1. Levy of penalty under Section 271(1)(c) of the Income Tax Act.
2. Treatment of gifts received as income from other sources.
3. Reopening of assessment under Section 148 of the Income Tax Act.
4. Validity of survey under Section 133A of the Income Tax Act.
5. Genuine nature of gifts received.

Issue-wise Detailed Analysis:

1. Levy of penalty under Section 271(1)(c) of the Income Tax Act:

The assessee was aggrieved by the confirmation of the levy of penalty under Section 271(1)(c) by the CIT(A). The AO had levied a penalty of Rs. 15.30 lakhs on the grounds that the gifts amounting to Rs. 50 lakhs were treated as income from other sources, stating that the assessee had furnished inaccurate particulars of income and concealed income. The CIT(A) upheld this penalty, drawing support from the Hon'ble Delhi High Court's decision in CIT Vs MAK Data Ltd., which held that voluntary surrender of income to avoid litigation does not preclude the initiation of penalty proceedings. The Tribunal found no reason to interfere with the CIT(A)'s findings and dismissed the assessee's appeal.

2. Treatment of gifts received as income from other sources:

The AO treated the gifts amounting to Rs. 50 lakhs received by the assessee as income from other sources, citing that these were accommodation entries and not genuine gifts. The assessee contended that the gifts were genuine but offered them to tax to avoid litigation. The Tribunal upheld the AO's decision, referencing the Hon'ble Supreme Court's ruling in CIT Vs P. Mohanakala, which stated that mere transfer of money through banking channels does not establish the genuineness of gifts, especially when there is no relationship or natural love and affection between the donor and donee.

3. Reopening of assessment under Section 148 of the Income Tax Act:

The assessee's return was reopened under Section 148 following a survey under Section 133A, which revealed that the assessee had received accommodation entries. The assessee requested that the revised income filed in response to the notice under Section 148 be treated as the return filed. The AO's reopening of the assessment was based on the findings from the survey, which indicated that the assessee had not disclosed the true nature of the income. The Tribunal found the reopening justified and upheld the AO's actions.

4. Validity of survey under Section 133A of the Income Tax Act:

A survey under Section 133A was conducted at the office premises of M/s. Mahasagar Securities Pvt. Ltd., revealing that the Director, Shri Mukesh M. Choksi, was providing accommodation entries. Further surveys at the business premises of the company where the assessee was a Director confirmed that the assessee had received such entries. The Tribunal noted that the survey findings were crucial in uncovering the true nature of the transactions, validating the survey's role in the assessment proceedings.
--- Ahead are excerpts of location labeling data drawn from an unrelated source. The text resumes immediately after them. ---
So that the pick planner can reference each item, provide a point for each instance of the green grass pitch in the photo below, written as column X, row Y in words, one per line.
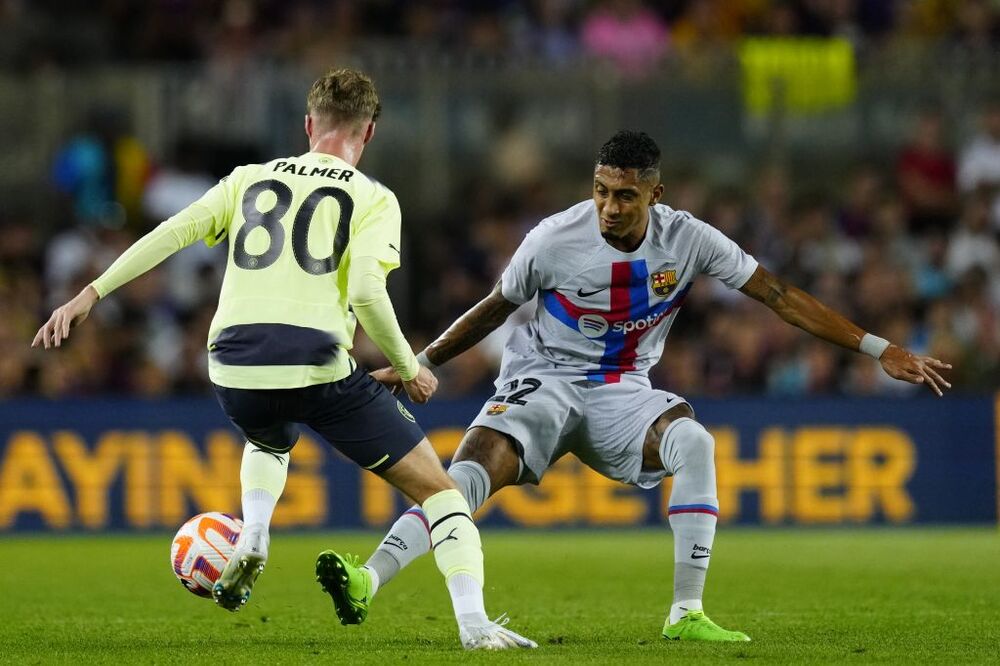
column 804, row 596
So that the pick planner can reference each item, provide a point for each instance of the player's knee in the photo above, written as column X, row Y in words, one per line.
column 455, row 539
column 493, row 450
column 687, row 443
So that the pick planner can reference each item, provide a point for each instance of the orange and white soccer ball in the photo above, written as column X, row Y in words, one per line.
column 201, row 549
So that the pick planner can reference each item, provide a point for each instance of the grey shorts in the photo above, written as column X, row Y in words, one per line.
column 604, row 425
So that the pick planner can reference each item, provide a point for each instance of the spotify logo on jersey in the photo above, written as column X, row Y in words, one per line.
column 592, row 326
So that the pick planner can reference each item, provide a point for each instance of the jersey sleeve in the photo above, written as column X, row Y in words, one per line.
column 207, row 219
column 525, row 274
column 217, row 208
column 377, row 232
column 721, row 258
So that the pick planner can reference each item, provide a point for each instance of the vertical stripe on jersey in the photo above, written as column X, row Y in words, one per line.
column 629, row 300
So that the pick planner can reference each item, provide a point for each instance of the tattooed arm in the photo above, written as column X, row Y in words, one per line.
column 800, row 309
column 482, row 319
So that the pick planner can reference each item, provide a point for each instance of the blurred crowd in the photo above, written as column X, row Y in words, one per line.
column 908, row 246
column 635, row 34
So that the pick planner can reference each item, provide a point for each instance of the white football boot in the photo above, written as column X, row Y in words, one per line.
column 235, row 583
column 492, row 636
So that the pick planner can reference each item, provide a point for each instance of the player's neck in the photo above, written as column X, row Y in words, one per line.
column 345, row 145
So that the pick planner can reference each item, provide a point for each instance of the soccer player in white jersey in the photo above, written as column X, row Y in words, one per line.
column 609, row 276
column 311, row 239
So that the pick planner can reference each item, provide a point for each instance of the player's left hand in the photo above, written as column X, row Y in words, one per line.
column 65, row 317
column 902, row 364
column 389, row 378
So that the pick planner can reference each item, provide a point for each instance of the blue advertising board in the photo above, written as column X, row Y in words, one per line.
column 125, row 464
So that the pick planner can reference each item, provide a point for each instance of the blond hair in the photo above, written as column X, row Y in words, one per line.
column 344, row 96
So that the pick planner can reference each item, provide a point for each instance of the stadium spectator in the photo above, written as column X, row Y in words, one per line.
column 979, row 164
column 627, row 33
column 925, row 172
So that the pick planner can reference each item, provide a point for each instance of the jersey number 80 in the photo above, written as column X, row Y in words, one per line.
column 270, row 221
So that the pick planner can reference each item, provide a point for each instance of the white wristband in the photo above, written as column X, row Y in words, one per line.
column 424, row 361
column 873, row 345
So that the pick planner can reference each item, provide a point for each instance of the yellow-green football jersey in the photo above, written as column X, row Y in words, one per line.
column 294, row 225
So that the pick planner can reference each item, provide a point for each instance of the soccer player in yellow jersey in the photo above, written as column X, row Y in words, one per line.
column 311, row 238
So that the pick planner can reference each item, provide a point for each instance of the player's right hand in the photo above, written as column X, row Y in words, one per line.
column 422, row 387
column 903, row 364
column 65, row 317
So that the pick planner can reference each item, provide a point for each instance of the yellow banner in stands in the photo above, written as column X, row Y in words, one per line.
column 801, row 76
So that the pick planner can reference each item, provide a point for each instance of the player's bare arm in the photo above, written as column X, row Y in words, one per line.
column 800, row 309
column 482, row 319
column 66, row 317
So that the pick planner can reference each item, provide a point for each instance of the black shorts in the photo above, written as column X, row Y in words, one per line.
column 358, row 416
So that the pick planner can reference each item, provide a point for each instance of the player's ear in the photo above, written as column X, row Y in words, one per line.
column 655, row 195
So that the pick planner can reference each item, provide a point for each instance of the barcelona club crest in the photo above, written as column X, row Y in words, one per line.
column 664, row 282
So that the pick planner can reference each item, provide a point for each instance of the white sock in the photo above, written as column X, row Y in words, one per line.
column 687, row 451
column 258, row 507
column 680, row 608
column 374, row 577
column 467, row 599
column 262, row 479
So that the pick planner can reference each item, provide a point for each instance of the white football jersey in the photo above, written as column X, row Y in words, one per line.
column 603, row 313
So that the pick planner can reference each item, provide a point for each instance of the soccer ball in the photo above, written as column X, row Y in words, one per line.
column 201, row 549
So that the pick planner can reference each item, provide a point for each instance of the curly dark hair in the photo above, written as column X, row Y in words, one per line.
column 629, row 149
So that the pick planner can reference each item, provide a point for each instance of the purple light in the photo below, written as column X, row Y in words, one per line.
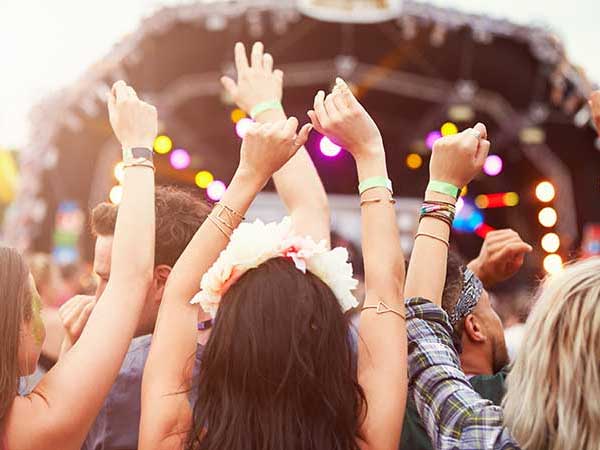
column 180, row 159
column 215, row 190
column 242, row 127
column 493, row 165
column 328, row 148
column 431, row 138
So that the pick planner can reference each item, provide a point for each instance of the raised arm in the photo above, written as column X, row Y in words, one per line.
column 259, row 91
column 166, row 414
column 382, row 349
column 63, row 406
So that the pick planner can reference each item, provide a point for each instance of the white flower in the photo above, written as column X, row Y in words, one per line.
column 255, row 243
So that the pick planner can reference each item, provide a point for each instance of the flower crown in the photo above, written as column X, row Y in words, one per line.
column 255, row 243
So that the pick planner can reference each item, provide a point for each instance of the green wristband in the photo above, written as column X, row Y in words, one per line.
column 374, row 182
column 265, row 106
column 441, row 187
5. Genuine nature of gifts received:

The assessee claimed to have received gifts from various parties, which were later offered as income from other sources to avoid litigation. The AO and CIT(A) found these gifts to be accommodation entries without any genuine relationship or natural love and affection between the donors and the assessee. The Tribunal upheld this view, referencing the Hon'ble Supreme Court's decision in CIT Vs MAK Data Ltd., which emphasized that voluntary disclosure to avoid litigation does not negate the concealment of income. The Tribunal dismissed the appeals filed by the assessee and the Revenue, confirming the penalties and additions made by the lower authorities.

Conclusion:

The Tribunal, after considering all the facts and evidence, upheld the findings of the lower authorities, confirming the levy of penalties under Section 271(1)(c) and the treatment of gifts as income from other sources. The appeals filed by the assessee and the Revenue were dismissed, affirming the decisions of the AO and CIT(A).